One day down with the packers and movers, one more day to go.
Despite getting rid of the fridge, oven, sofa, dining room set, outdoor furniture set and assorted other stuff, they’re guessing now that everything will not fit into a 20 foot container. Given another week I could probably get rid of enough stuff to make that happen, but I don’t have another week.
Then I come to the madness of Philippines visas. The tough part is trying to get information. So, for example, if you go to the website of the Philippines consulate in Hong Kong or the Philippines Department of Immigration, it will tell you all about how to apply for a 13(A) visa (the one I need). But nowhere does it tell you what that visa gets you. Nothing about how long it’s good for, nothing about the right to work once you’ve got it. Zilch. I should probably have done the visa three months ago but other things were taking up my time and attention.
Search around the web and one gets conflicting information. As near as I can figure it out, the first visa is good for one year. After that it gets renewed, either for ten years or infinity, that’s not so clear. Some sites indicate you can work with that, others indicate that I would still need to obtain some sort of employment visa or certificate. And then apparently I will need to get an ACR I-card, some ID card with a smart chip that all foreigners resident over one year are required to carry.
Here’s where it gets really kind of wacky. If you’re already in Manila and you apply there, apparently it’s a painful process that can take several months. If you do it before you get to Manila, it’s a different story – just a few days once you have all of the papers assembled.
The first painful bit is that they require a certificate of no criminal conviction from the police. You can’t go to the HK Police and just ask for that. You have to get a form from the requestor, then go to the police HQ. They will not send it to you and will not notify you when it’s done. You just have to wait 3-4 weeks and go back to the consulate to ask if they got it yet.
But it’s more painful to do that from Manila because the police require you to send in certain kinds of ID if you’re not applying in person.
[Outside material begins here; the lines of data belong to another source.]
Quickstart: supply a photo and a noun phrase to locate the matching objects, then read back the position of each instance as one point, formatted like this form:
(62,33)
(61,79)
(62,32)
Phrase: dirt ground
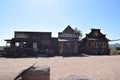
(93,67)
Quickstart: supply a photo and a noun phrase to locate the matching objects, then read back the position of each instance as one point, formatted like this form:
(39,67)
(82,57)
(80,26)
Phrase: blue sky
(54,15)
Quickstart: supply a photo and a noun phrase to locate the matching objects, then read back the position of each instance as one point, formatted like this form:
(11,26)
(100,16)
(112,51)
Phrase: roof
(68,29)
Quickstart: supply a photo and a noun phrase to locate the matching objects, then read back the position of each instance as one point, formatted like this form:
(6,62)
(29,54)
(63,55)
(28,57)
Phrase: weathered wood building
(67,43)
(95,43)
(37,43)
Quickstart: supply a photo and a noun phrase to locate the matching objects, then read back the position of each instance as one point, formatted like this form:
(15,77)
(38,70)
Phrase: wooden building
(95,43)
(38,43)
(68,42)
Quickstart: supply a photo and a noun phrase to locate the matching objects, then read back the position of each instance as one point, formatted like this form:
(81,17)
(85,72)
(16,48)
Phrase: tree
(78,32)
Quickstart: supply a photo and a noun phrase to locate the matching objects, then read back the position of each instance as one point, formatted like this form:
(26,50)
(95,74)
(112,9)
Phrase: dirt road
(94,67)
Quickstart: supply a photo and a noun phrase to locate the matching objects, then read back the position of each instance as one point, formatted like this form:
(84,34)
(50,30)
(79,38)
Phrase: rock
(37,73)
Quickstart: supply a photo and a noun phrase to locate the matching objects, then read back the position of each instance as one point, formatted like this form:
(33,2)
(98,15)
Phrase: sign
(68,35)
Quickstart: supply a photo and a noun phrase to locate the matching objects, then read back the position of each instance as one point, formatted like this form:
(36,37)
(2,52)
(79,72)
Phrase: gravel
(66,68)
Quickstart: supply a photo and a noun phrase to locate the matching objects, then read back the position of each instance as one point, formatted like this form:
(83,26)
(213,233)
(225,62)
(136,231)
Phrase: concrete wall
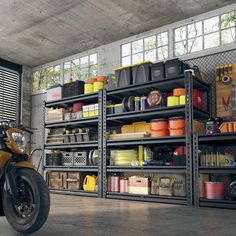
(109,58)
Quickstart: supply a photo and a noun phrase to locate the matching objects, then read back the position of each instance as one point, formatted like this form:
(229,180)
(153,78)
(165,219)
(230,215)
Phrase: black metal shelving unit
(166,85)
(216,141)
(84,122)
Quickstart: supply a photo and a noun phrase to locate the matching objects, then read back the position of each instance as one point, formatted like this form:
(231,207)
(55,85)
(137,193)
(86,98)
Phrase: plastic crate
(80,158)
(68,158)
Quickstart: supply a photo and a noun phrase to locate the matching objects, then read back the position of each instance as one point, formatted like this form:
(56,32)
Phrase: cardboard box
(198,127)
(54,93)
(56,115)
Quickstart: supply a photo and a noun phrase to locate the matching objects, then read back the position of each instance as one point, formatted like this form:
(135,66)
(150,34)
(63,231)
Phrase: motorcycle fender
(25,164)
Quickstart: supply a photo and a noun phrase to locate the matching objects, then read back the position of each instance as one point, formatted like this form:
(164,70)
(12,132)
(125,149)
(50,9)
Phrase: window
(46,78)
(209,33)
(81,68)
(153,48)
(9,94)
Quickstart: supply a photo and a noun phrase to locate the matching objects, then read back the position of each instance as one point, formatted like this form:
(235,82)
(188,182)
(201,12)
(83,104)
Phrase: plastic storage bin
(141,72)
(123,77)
(174,68)
(158,71)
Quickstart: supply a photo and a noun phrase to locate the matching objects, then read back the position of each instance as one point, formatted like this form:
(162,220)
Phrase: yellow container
(88,88)
(172,101)
(98,86)
(89,183)
(182,100)
(85,111)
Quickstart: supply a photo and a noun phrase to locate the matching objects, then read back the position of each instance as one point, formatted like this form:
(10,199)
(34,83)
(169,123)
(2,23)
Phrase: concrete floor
(72,215)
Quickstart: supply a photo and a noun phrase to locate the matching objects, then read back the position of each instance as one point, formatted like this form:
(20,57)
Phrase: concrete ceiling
(36,32)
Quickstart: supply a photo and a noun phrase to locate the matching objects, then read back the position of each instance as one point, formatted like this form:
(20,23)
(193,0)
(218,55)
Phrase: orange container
(102,78)
(178,92)
(177,126)
(160,133)
(159,124)
(92,80)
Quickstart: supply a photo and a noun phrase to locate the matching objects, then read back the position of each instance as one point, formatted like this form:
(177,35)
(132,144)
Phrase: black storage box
(141,73)
(158,71)
(73,88)
(123,76)
(54,159)
(179,161)
(174,68)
For example, I’d have to find some place in Manila to fingerprint me and attest that they’re certified to do so and swear that they are my fingerprints. Stuff like that.
The other annoying thing is that they request a significant medical exam – that’s what it says on the form, “significant,” without giving any definition of what they mean by that word, except to say that they want blood, stool and urine tests and a chest x-ray.
I couldn’t do it in Hong Kong (yet) because all of our original documents were sitting with a bank in Manila while our mortgage application was being processed. I only just got them back last week. The police form has been applied for here. So it appears it would actually be less painful for me to travel back and forth, HK/Manila, to complete the process here rather than starting it all over again there. So while I wasn’t originally planning a HK trip until March, it looks like I could be back for a short visit in February.
Fun, fun, fun.
This will be my last post as a Hong Kong resident. I expect there will be one or a few more posts here until I get the new site set up.